Medicine shortages, fragile sourcing and last‑minute firefighting are now routine features of practice across community and hospital pharmacy in Great Britain. Pharmacists are left managing the consequences at the sharp end, often with limited visibility of how and why supply has failed. My book, Transforming the Pharmaceutical Supply Chain, argues that these problems are not inevitable — they are the predictable result of how we design, govern and incentivise pharmaceutical supply chains from first‑in‑human studies through to routine NHS care.
The book takes a whole–systems view of the modern medicines supply chain, tracing how decisions in discovery, development, outsourcing and regulation accumulate into structural fragility. Rather than treating “the supply chain” as a downstream logistics issue, it shows how choices on clinical development models, contract manufacturing, quality management and commercial strategies lock in risk years before a product reaches the dispensary. Drawing on case examples and my experience in development and supply roles, the book examines how consolidation, long globalised networks and an overriding focus on financial engineering have eroded resilience and transparency.

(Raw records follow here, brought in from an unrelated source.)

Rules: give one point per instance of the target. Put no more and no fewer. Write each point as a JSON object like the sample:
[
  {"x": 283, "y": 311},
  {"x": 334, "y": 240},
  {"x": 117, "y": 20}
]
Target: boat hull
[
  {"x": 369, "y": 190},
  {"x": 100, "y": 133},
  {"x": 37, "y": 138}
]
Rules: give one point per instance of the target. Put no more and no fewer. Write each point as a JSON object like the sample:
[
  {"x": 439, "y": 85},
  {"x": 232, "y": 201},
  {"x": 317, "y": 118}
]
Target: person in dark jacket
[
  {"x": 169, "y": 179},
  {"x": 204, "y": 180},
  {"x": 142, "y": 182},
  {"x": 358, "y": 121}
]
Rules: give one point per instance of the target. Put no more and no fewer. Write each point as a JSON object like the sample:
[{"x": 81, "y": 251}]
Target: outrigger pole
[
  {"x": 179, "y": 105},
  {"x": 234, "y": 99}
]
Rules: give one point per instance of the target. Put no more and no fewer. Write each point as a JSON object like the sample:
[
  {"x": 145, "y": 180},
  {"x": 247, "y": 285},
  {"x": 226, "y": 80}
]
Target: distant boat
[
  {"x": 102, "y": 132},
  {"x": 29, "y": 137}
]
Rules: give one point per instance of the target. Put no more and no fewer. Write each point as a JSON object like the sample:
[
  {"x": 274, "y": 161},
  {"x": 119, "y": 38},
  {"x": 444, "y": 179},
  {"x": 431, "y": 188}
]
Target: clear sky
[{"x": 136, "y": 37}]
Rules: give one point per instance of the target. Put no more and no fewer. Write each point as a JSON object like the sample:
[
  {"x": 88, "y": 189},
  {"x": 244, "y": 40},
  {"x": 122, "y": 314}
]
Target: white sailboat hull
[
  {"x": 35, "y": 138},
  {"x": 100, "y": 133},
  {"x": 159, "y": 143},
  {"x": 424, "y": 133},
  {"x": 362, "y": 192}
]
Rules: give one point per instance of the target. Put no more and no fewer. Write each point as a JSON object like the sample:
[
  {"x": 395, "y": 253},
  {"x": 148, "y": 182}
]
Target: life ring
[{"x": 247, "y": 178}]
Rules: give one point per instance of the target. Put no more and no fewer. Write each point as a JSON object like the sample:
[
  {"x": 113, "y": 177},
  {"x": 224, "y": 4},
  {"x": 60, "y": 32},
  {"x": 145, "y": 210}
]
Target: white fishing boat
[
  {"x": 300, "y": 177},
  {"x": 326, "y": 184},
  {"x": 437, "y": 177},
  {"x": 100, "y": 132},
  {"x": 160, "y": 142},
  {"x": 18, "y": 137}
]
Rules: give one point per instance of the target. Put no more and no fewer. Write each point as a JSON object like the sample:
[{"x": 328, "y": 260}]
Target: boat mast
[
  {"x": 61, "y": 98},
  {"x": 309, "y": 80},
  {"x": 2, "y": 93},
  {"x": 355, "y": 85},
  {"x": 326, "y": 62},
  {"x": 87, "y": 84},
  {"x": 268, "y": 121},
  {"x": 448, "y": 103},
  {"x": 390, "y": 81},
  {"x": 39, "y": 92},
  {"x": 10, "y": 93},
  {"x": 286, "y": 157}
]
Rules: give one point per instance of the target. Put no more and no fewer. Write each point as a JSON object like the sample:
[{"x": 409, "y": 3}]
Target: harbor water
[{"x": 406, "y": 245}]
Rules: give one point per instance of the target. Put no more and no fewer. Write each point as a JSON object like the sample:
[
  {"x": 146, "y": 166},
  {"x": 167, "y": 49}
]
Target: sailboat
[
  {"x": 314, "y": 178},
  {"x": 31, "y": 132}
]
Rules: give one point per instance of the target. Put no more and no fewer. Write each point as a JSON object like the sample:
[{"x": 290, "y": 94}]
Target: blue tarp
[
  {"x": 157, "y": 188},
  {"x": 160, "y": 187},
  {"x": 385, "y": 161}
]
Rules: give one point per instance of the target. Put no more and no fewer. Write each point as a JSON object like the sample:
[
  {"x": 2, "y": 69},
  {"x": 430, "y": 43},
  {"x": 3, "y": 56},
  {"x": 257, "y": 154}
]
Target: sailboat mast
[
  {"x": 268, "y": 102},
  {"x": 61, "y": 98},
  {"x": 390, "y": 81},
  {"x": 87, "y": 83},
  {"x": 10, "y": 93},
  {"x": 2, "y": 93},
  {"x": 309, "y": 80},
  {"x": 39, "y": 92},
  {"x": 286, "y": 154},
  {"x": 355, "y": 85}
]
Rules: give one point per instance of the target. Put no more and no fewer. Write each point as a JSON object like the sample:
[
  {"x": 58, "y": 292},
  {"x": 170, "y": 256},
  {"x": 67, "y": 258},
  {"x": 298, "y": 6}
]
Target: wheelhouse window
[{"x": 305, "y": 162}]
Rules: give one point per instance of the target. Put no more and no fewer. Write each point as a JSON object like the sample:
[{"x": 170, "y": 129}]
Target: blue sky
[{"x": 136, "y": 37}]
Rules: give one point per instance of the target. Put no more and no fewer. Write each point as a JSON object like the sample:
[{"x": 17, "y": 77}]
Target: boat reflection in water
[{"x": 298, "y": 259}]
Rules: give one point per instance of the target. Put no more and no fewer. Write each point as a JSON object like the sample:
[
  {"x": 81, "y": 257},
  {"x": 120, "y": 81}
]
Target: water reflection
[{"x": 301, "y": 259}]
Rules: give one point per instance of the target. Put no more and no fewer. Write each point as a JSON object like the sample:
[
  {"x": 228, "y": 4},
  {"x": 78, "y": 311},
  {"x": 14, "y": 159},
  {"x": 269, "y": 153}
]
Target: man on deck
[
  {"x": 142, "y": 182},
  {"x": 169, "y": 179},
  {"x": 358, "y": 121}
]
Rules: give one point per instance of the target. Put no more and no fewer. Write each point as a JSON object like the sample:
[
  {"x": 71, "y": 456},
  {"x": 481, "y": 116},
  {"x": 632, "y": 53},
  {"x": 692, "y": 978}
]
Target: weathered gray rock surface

For practising pharmacists in the UK, three themes may be particularly relevant:
- First, the book reframes shortages as a systems failure rather than an inventory failure. Understanding upstream causes helps explain why local “work-arounds” so often prove temporary and why similar patterns recur across very different products;
- Second, it highlights the consequences of opaque, multi‑tier outsourcing structures in which legal accountability and operational control can be widely separated, both within and outside the UK. This opacity makes it harder for regulators, commissioners and frontline professionals to anticipate disruption or to hold the right actors to account when it occurs;
- Third, the book explores how better integration of development, manufacturing and supply chain thinking — supported by modern data and planning tools — could enable smaller, more responsive networks that are closer to patients and health systems.
The argument is unapologetically reform‑oriented. I suggest concrete steps for regulators, policymakers and industry leaders to rebalance incentives towards resilience, openness and public value. These include reshaping procurement and reimbursement to reward assured supply and high‑integrity sourcing, strengthening expectations for supply‑chain transparency, and encouraging development and manufacturing models that keep critical knowledge and capability closer to the NHS and its partners.
Pharmacists — as medicines experts and stewards of finite system resources — are well placed to contribute to this conversation, whether through formulary work, local procurement, medicines optimisation or national policy roles.
My hope is that this book will be useful not only to colleagues in industry, but also to pharmacists involved in commissioning, education and policy who wish to move beyond managing the symptoms of supply chain failure and start addressing root causes. If we are serious about providing patients with reliable access to safe, effective medicines in the coming decades, we will need to rethink how we design, govern and measure pharmaceutical supply chains. I would be delighted if this book helps stimulate that debate within the UK pharmacy community.